Is the disk sufficient, but the memory not enough?

translator_bot · June 21, 2024, 5:16pm

| username: 像风一样的男子 | Original post link

Bro, you’re planning to set up a TiDB with 4GB of RAM? It won’t even start. Even laptops now come with 16GB of RAM.

translator_bot · June 21, 2024, 5:16pm

| username: 哈喽沃德 | Original post link

[root@hdty-dmdca log]# tiup cluster start tidb-cluster
tiup is checking updates for component cluster …
Starting component cluster: /data/components/cluster/v1.13.1/tiup-cluster start tidb-cluster
Starting cluster tidb-cluster…

[ Serial ] - SSHKeySet: privateKey=/data/storage/cluster/clusters/tidb-cluster/ssh/id_rsa, publicKey=/data/storage/cluster/clusters/tidb-cluster/ssh/id_rsa.pub
[Parallel] - UserSSH: user=tidb, host=172.16.60.94
[Parallel] - UserSSH: user=tidb, host=172.16.60.94
[Parallel] - UserSSH: user=tidb, host=172.16.60.94
[Parallel] - UserSSH: user=tidb, host=172.16.60.94
[Parallel] - UserSSH: user=tidb, host=172.16.60.94
[Parallel] - UserSSH: user=tidb, host=172.16.60.94
[Parallel] - UserSSH: user=tidb, host=172.16.60.94
[Parallel] - UserSSH: user=tidb, host=172.16.60.94
[ Serial ] - StartCluster
Starting component pd
Starting instance 172.16.60.94:2379
Start instance 172.16.60.94:2379 success
Starting component tikv
Starting instance 172.16.60.94:20160
Starting instance 172.16.60.94:20162
Starting instance 172.16.60.94:20161
Start instance 172.16.60.94:20160 success
Start instance 172.16.60.94:20161 success
Start instance 172.16.60.94:20162 success
Starting component tidb
Starting instance 172.16.60.94:4000
Start instance 172.16.60.94:4000 success
Starting component tiflash
Starting instance 172.16.60.94:9000
Start instance 172.16.60.94:9000 success
Starting component prometheus
Starting instance 172.16.60.94:9090
Start instance 172.16.60.94:9090 success
Starting component grafana
Starting instance 172.16.60.94:3000
Start instance 172.16.60.94:3000 success
Starting component node_exporter
Starting instance 172.16.60.94
Start 172.16.60.94 success
Starting component blackbox_exporter
Starting instance 172.16.60.94
Start 172.16.60.94 success
[ Serial ] - UpdateTopology: cluster=tidb-cluster
Started cluster tidb-cluster successfully
[root@hdty-dmdca log]#

translator_bot · June 21, 2024, 5:16pm

| username: 哈喽沃德 | Original post link

After running it a few more times, it actually started up.

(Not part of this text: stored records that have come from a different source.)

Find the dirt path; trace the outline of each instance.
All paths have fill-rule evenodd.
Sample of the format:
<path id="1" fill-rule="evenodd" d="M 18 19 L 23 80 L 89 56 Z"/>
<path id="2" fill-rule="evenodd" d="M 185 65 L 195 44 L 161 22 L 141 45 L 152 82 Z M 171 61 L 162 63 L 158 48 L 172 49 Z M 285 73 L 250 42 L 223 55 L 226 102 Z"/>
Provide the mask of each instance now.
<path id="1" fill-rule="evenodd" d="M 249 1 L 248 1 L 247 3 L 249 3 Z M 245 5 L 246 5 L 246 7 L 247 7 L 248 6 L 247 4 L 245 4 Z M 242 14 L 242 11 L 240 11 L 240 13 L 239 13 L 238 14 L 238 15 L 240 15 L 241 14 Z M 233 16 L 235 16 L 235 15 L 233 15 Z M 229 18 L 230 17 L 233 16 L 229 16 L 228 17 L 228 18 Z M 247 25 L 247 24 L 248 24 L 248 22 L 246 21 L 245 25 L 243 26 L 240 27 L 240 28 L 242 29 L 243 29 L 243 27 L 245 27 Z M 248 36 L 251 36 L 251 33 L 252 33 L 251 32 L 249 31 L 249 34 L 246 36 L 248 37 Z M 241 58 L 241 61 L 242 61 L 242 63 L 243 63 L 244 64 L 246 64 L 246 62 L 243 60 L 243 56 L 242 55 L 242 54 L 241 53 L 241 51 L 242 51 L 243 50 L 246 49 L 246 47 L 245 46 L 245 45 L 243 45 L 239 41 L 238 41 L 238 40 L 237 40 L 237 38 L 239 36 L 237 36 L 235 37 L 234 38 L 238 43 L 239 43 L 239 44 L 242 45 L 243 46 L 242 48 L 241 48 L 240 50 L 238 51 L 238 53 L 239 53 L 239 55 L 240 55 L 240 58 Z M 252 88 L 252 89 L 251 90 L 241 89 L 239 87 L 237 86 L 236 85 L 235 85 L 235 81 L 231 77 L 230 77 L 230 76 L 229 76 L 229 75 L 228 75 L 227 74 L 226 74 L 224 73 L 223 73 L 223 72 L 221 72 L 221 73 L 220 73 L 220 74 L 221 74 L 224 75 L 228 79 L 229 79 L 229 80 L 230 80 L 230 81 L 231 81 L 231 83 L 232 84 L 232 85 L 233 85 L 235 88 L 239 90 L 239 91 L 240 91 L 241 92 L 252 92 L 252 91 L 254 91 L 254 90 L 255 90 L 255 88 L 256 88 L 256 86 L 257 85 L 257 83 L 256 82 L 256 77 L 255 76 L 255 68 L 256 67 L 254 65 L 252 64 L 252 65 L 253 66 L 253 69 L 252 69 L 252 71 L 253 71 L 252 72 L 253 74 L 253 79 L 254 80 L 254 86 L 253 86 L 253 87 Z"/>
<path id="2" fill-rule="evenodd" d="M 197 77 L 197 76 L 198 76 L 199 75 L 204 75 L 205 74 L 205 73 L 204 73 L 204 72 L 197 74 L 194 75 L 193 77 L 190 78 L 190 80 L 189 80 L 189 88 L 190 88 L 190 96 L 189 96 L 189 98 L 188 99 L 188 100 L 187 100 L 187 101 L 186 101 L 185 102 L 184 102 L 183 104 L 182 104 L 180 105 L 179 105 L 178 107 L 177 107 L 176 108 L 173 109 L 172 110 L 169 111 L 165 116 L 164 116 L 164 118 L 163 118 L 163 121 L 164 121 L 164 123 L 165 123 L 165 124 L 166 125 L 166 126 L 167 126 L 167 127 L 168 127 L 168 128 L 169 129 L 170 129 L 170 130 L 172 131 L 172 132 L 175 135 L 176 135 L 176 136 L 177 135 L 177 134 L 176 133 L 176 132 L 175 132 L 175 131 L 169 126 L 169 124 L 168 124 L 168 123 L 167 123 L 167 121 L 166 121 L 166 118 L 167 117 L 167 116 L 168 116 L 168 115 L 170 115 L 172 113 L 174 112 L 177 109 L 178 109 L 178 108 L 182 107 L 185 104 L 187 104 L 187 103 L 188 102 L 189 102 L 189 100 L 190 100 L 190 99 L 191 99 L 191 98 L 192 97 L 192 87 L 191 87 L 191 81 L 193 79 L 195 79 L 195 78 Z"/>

translator_bot · June 21, 2024, 5:16pm

| username: tidb菜鸟一只 | Original post link

With 4GB of memory, check the memory usage after you start up. I estimate that you will soon be unable to connect to the machine. Once the memory is used up, you won’t even be able to connect remotely.

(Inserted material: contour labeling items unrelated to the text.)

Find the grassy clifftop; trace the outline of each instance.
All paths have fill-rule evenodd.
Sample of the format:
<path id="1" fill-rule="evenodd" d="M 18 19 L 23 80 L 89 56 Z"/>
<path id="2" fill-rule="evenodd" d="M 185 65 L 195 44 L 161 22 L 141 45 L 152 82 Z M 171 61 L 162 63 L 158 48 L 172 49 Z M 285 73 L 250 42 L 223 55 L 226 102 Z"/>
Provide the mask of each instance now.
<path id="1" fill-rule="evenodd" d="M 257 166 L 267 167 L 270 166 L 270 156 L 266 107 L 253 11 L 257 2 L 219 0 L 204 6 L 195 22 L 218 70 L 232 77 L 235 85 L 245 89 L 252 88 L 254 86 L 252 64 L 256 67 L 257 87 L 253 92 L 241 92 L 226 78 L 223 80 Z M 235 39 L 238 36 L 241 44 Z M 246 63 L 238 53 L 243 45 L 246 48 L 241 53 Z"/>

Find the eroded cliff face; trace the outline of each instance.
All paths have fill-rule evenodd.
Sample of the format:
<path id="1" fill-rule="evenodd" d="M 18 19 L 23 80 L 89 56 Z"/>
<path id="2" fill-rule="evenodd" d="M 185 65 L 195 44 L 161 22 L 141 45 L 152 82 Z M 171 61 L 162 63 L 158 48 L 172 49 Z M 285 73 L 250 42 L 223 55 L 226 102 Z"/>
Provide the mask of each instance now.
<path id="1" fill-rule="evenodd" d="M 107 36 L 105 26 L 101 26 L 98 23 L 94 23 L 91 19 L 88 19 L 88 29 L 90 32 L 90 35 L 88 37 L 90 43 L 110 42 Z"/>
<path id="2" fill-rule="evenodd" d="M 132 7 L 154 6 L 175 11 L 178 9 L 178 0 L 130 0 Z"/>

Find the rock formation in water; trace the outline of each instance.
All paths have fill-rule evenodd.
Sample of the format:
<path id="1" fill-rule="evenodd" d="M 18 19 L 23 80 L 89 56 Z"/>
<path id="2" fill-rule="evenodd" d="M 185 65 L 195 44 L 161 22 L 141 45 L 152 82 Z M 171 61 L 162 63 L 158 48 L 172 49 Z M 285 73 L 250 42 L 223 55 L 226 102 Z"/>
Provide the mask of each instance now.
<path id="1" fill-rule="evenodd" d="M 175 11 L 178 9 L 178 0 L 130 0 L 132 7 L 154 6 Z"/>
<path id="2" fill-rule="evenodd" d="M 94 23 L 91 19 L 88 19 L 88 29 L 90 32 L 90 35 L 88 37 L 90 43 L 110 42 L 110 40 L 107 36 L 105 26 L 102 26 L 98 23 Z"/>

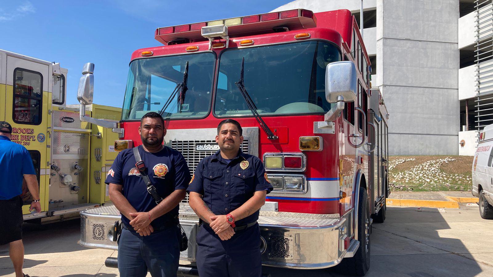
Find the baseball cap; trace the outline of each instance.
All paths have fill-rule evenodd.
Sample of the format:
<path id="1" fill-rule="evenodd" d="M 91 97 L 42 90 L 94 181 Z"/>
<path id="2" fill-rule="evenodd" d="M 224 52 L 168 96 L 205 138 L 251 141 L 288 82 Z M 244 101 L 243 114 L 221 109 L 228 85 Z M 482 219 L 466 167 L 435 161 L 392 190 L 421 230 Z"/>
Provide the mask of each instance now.
<path id="1" fill-rule="evenodd" d="M 6 121 L 0 121 L 0 132 L 5 134 L 12 134 L 12 126 Z"/>

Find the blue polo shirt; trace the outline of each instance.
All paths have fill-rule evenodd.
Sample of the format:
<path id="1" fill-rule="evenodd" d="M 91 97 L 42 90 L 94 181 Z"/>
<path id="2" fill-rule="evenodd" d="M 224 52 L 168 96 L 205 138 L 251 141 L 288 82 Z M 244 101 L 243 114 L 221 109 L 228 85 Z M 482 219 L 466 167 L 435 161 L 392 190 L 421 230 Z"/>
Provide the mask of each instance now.
<path id="1" fill-rule="evenodd" d="M 262 161 L 256 156 L 238 152 L 230 161 L 220 150 L 203 159 L 197 166 L 187 191 L 202 194 L 203 200 L 214 214 L 227 214 L 245 204 L 255 192 L 272 191 Z M 238 220 L 239 226 L 258 219 L 259 211 Z"/>
<path id="2" fill-rule="evenodd" d="M 139 147 L 139 153 L 147 168 L 149 180 L 163 199 L 176 190 L 187 188 L 190 179 L 190 170 L 181 153 L 167 146 L 159 152 L 150 153 L 144 150 L 141 146 Z M 135 167 L 136 163 L 133 149 L 121 151 L 115 159 L 105 182 L 123 186 L 123 196 L 137 211 L 149 211 L 157 205 L 147 192 L 147 186 Z M 155 229 L 165 226 L 168 221 L 178 215 L 179 208 L 176 206 L 154 219 L 151 223 L 152 227 Z M 131 227 L 128 218 L 122 215 L 121 219 L 127 227 Z"/>
<path id="3" fill-rule="evenodd" d="M 36 174 L 28 149 L 0 136 L 0 200 L 10 199 L 22 193 L 24 174 Z"/>

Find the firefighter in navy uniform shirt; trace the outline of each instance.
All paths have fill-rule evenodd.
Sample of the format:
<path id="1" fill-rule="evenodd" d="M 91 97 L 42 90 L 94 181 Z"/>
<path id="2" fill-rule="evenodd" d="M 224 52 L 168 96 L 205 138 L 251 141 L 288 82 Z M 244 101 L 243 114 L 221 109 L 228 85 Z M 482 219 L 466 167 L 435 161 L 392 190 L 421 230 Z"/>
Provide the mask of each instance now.
<path id="1" fill-rule="evenodd" d="M 122 214 L 118 242 L 121 277 L 176 276 L 179 259 L 178 204 L 186 195 L 190 173 L 180 153 L 163 145 L 163 118 L 146 113 L 139 128 L 139 152 L 149 179 L 164 200 L 159 204 L 136 167 L 133 149 L 120 152 L 108 173 L 109 197 Z"/>
<path id="2" fill-rule="evenodd" d="M 200 161 L 187 189 L 202 222 L 196 255 L 201 277 L 262 274 L 257 220 L 273 187 L 260 159 L 240 150 L 242 134 L 235 120 L 219 123 L 220 150 Z"/>

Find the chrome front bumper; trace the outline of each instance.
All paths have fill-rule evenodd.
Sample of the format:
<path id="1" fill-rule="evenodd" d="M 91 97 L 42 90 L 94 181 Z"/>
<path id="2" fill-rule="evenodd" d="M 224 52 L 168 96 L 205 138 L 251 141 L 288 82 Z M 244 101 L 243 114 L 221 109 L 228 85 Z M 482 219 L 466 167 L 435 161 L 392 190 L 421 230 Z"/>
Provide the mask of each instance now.
<path id="1" fill-rule="evenodd" d="M 312 214 L 261 211 L 258 223 L 262 237 L 262 264 L 296 269 L 319 269 L 334 266 L 343 257 L 352 257 L 358 242 L 351 240 L 347 249 L 344 239 L 350 235 L 350 213 Z M 120 219 L 114 206 L 105 206 L 80 213 L 80 245 L 117 250 L 110 230 Z M 180 207 L 180 222 L 188 237 L 188 248 L 180 260 L 195 261 L 195 236 L 199 218 L 190 208 Z"/>

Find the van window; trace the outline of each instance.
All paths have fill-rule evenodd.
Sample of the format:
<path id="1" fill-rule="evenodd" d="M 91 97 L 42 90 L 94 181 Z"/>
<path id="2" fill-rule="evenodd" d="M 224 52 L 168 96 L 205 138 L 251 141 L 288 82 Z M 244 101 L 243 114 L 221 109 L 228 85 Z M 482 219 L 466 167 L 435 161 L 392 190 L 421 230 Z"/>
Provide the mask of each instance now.
<path id="1" fill-rule="evenodd" d="M 38 125 L 41 120 L 43 77 L 41 73 L 23 69 L 14 70 L 14 107 L 16 123 Z"/>

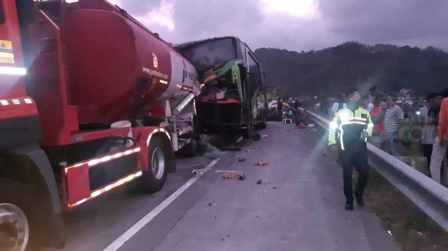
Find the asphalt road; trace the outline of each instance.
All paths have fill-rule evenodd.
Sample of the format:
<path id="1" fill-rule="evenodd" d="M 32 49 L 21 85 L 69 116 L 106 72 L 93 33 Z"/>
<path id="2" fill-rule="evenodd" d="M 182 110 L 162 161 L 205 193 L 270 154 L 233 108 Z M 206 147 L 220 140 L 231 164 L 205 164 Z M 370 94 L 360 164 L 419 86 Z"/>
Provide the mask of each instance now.
<path id="1" fill-rule="evenodd" d="M 227 152 L 202 176 L 192 169 L 213 158 L 179 159 L 160 192 L 118 190 L 69 212 L 64 250 L 400 250 L 368 204 L 344 209 L 342 170 L 319 133 L 276 122 L 260 133 L 244 143 L 249 152 Z M 269 165 L 253 165 L 261 160 Z"/>

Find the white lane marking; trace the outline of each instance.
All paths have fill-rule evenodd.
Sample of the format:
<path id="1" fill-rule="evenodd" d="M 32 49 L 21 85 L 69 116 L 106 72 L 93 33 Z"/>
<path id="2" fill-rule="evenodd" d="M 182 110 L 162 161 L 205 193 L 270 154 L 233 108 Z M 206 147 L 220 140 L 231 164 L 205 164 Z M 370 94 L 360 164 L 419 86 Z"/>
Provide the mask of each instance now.
<path id="1" fill-rule="evenodd" d="M 211 169 L 211 167 L 220 161 L 220 158 L 216 158 L 213 160 L 209 165 L 205 167 L 204 169 Z M 162 203 L 159 204 L 158 206 L 156 206 L 152 211 L 148 213 L 148 215 L 145 215 L 141 219 L 140 219 L 137 223 L 134 224 L 130 228 L 129 228 L 126 232 L 123 233 L 121 236 L 118 237 L 116 240 L 114 241 L 110 245 L 108 246 L 107 248 L 104 248 L 103 251 L 115 251 L 117 250 L 120 247 L 124 245 L 125 242 L 128 241 L 132 236 L 137 233 L 141 228 L 143 228 L 146 224 L 150 223 L 157 215 L 158 215 L 163 209 L 165 209 L 168 205 L 169 205 L 172 202 L 176 200 L 182 193 L 185 191 L 187 188 L 189 188 L 193 183 L 198 180 L 203 174 L 203 173 L 199 173 L 191 179 L 189 179 L 185 184 L 179 187 L 173 194 L 169 195 L 166 198 Z"/>

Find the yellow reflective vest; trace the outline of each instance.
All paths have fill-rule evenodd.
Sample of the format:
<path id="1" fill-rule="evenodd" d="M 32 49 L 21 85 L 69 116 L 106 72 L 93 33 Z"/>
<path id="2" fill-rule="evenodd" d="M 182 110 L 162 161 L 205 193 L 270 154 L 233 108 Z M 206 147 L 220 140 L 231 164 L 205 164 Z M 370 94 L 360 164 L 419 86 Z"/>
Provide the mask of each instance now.
<path id="1" fill-rule="evenodd" d="M 351 145 L 367 141 L 373 130 L 370 115 L 365 109 L 341 109 L 335 113 L 329 124 L 328 145 L 338 144 L 344 150 Z"/>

translator_bot · June 21, 2024, 5:16pm

| username: 哈喽沃德 | Original post link

[root@hdty-dmdca log]# free -m
total used free shared buff/cache available
Mem: 4675 3904 125 50 645 437
Swap: 8191 6571 1620
[root@hdty-dmdca log]#

translator_bot · June 21, 2024, 5:16pm

| username: 随缘天空 | Original post link

The configuration is too low. I encountered the same problem before. You can refer to the following link: 快速上手TiDB--在单机上模拟部署生产环境集群--启动失败 - #21，来自有猫万事足 - TiDB 的问答社区

translator_bot · June 21, 2024, 5:16pm

| username: 哈喽沃德 | Original post link

There is still 600M available, and 6G of swap has been used.